Until recently India, one of the poorest countries in the world was named as the world’s largest consumer of gold. That dubious distinction is now taken over by China, also, in terms of per capita GDP, a developing country. But one only needs to look around and see neo-rich Nepalis in Teej parties or in weddings, to conclude Nepal is not far behind. Interestingly, the use of gold jewellery in industrialised countries has plummeted in recent years. Part of the reason is due to increased awareness of the environmental impacts of gold production.

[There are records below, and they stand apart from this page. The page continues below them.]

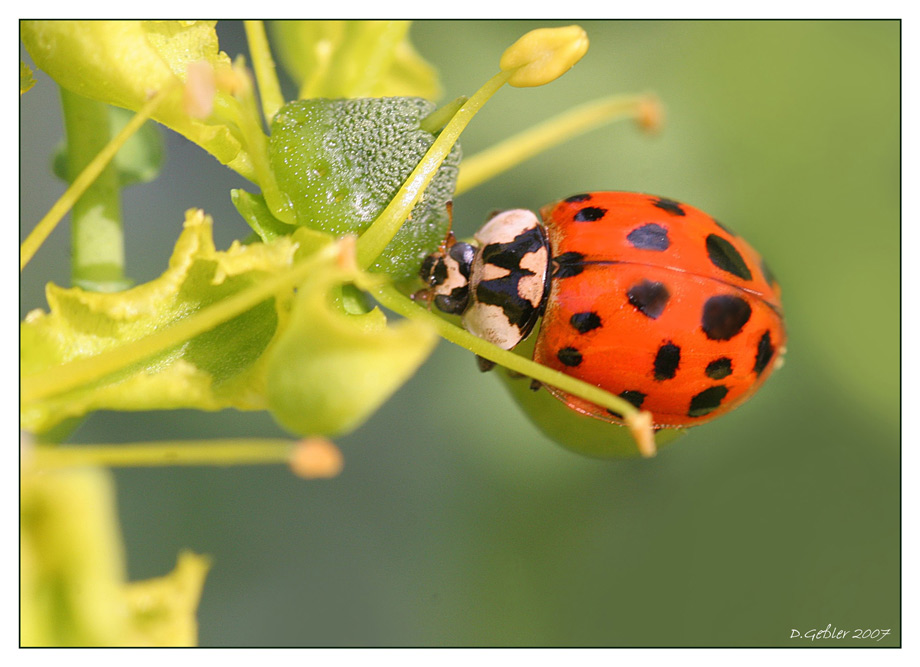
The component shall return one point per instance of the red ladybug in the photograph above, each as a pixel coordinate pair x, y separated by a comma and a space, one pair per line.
645, 297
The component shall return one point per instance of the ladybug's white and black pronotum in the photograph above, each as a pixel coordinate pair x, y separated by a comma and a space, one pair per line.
645, 297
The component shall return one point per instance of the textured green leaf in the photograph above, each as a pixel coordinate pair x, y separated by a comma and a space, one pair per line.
353, 59
217, 369
342, 161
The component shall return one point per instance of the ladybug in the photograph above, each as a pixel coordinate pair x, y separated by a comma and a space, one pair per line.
642, 296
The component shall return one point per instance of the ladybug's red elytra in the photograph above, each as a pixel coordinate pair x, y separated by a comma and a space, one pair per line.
642, 296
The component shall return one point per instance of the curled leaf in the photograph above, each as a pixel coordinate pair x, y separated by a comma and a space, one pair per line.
353, 59
330, 368
217, 369
124, 62
163, 609
72, 576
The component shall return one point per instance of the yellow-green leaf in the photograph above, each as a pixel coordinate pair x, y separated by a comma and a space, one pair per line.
26, 80
331, 369
123, 62
163, 609
353, 59
72, 575
220, 368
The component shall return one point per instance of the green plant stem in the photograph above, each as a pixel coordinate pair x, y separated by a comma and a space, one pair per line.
256, 144
264, 66
97, 238
437, 119
86, 178
379, 234
514, 150
166, 453
393, 299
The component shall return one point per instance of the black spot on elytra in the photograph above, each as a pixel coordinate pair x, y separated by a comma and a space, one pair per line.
585, 322
634, 397
463, 254
724, 316
667, 360
569, 356
649, 298
649, 237
574, 199
719, 369
590, 214
668, 205
568, 264
706, 401
725, 256
504, 292
723, 227
765, 352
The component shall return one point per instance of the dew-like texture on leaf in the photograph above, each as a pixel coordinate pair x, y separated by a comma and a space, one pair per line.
353, 59
341, 162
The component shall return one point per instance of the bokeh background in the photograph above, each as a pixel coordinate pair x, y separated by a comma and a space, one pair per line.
455, 522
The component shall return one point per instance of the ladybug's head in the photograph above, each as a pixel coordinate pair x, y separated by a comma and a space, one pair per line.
447, 275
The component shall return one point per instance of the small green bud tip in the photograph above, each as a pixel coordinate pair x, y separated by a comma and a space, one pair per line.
544, 55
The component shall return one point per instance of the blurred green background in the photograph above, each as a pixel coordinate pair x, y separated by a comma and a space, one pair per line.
455, 522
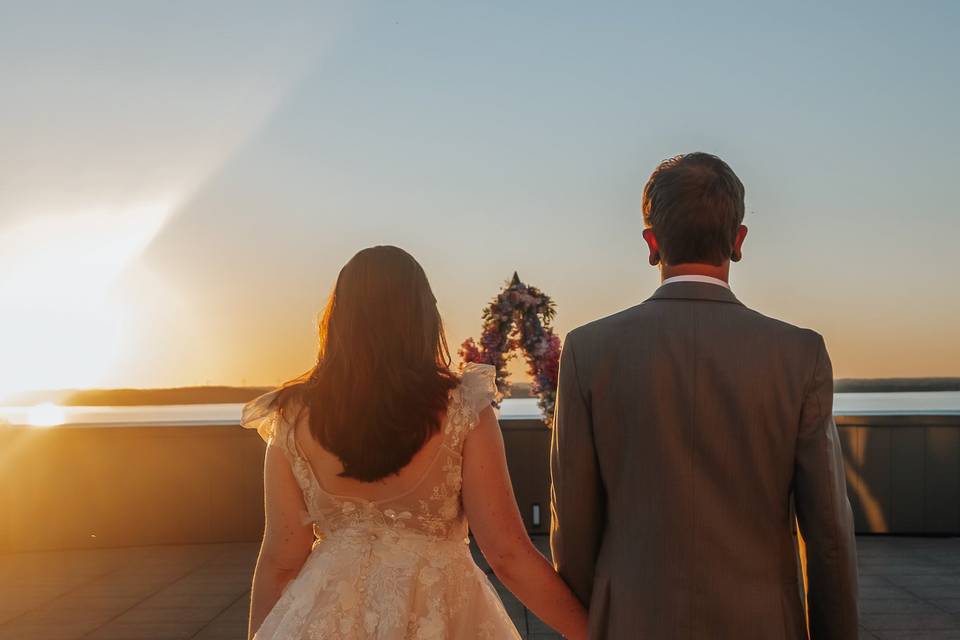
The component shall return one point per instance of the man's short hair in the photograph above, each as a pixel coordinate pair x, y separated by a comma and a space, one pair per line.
694, 204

Unlike iron or copper, gold is not essential for manufacturing products required to maintain the quality of modern life. It is essentially useless, except for a small percentage used in electronic industries.
Our fascination with gold has provided a fodder to smugglers and makes us complicit in environmental destruction and exploitation of the poor—all to placate a bit of vanity and to pamper our narcissistic instincts.
When we buy gold we compromise our social responsibility. Time for some serious thinking, gold diggers.
- Koirala is a Geotechnical Engineer resident in Vancouver, Canada.